The Day of the Locust has garnered an amazing amount of attention. A Google search produces mentions on some 160,000 sites. Extensive information -- including chapter summaries, character analysis, interpretive essays, study questions, even lesson plans and multiple-choice quizzes -- is available online. It’s been the subject of at least 40 dissertations or theses. Scholarly interest continues strong, showing up in articles with titles like “Nathanael West’s The Day of the Locust: A Metonymy of Modernist Anxiety in America.” Yikes!
The Day of the Locust by Nathanael West. Random House (1939), 238 pp.
Aspiring artist Tod Hackett works as a studio set and costume designer. He’s moved into a downscale apartment building, but not because of the recommendation of bookie Abe Kusich, a belligerent dwarf. What sold him on the place was a glimpse of Faye Greener, a teenage sexpot who lives with her sickly father, Harry, on the second floor. Tod develops a hopeless crush on Faye, but he’s not her only suitor. Also interested is Homer Simpson (!), a phlegmatic and sexually repressed ex-accountant who lives down the street. Later other men appear, including tall and uninterestingly handsome Earle Shoop, a part-time cowboy.
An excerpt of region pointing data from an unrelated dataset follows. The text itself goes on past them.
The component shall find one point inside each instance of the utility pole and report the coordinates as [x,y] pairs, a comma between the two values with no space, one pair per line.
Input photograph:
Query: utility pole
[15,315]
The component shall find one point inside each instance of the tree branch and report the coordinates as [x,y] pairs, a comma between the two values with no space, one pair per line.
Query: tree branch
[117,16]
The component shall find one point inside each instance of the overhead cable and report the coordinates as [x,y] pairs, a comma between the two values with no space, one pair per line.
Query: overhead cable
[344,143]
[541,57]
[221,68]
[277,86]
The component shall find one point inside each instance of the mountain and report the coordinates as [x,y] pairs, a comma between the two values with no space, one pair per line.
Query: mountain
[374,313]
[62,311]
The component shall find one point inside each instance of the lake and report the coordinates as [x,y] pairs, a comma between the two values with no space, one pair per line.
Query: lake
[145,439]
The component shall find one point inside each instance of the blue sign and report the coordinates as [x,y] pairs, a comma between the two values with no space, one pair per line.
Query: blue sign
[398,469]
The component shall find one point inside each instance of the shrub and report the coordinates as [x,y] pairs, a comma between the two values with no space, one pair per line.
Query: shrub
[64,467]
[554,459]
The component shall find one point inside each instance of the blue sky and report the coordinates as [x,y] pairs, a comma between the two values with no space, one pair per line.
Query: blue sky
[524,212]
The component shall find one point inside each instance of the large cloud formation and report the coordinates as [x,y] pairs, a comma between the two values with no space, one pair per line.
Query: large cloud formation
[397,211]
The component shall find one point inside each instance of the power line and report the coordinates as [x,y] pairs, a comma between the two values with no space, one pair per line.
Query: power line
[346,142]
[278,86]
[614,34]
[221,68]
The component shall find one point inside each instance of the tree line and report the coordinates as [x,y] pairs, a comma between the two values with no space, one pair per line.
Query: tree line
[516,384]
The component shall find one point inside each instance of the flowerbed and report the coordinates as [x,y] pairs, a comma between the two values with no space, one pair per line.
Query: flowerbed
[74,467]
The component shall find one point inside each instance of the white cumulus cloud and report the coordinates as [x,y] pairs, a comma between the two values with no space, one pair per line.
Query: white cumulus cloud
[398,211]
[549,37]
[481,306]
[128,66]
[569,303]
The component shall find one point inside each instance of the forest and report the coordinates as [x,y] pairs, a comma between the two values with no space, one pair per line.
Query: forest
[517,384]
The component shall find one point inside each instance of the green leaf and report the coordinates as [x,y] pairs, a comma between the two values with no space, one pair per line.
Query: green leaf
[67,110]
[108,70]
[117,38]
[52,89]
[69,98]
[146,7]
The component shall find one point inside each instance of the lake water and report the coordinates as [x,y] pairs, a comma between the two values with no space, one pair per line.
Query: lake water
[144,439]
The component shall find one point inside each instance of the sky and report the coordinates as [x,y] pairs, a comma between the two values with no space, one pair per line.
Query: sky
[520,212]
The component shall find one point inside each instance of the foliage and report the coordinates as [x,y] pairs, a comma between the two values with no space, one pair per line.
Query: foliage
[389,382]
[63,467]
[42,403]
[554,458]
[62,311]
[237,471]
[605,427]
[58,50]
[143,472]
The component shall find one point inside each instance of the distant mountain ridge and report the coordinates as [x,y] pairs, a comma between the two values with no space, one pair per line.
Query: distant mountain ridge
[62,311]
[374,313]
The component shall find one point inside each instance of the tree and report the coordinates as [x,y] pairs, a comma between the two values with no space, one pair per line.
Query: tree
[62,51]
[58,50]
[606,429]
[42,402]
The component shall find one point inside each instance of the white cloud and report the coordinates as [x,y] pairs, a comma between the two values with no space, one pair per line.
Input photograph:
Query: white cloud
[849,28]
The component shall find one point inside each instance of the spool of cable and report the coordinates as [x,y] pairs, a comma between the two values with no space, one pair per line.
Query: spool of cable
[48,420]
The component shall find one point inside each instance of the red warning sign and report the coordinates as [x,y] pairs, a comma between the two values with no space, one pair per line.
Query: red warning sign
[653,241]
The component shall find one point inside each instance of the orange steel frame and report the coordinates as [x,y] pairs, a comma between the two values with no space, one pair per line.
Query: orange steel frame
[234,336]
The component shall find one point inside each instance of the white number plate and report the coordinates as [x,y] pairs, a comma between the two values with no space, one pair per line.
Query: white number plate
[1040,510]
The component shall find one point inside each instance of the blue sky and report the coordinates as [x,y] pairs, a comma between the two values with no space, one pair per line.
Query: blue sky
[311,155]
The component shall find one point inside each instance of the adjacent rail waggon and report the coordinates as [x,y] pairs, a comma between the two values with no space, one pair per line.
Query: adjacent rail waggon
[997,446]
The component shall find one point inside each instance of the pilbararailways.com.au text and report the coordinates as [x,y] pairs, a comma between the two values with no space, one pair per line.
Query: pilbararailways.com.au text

Weighed down by acquired importance, the book might seem a dubious choice for optional reading. Actually, however, it’s not only accessible but engaging from start to finish. Its characters, all displaced persons in one way or another, aren’t exactly likeable, but they aren’t unsympathetic either. Their interactions are slightly off kilter but never incomprehensible. West’s fondness for symbol and metaphor doesn’t clog his writing, which is always simple and straightforward. The story isn’t upbeat, but it doesn’t elicit a uniform response. Some readers might find it dishearteningly grim, while others see it as darkly humorous. Amazingly, they can give it a try online. The Australian Project Gutenberg has the whole book available free.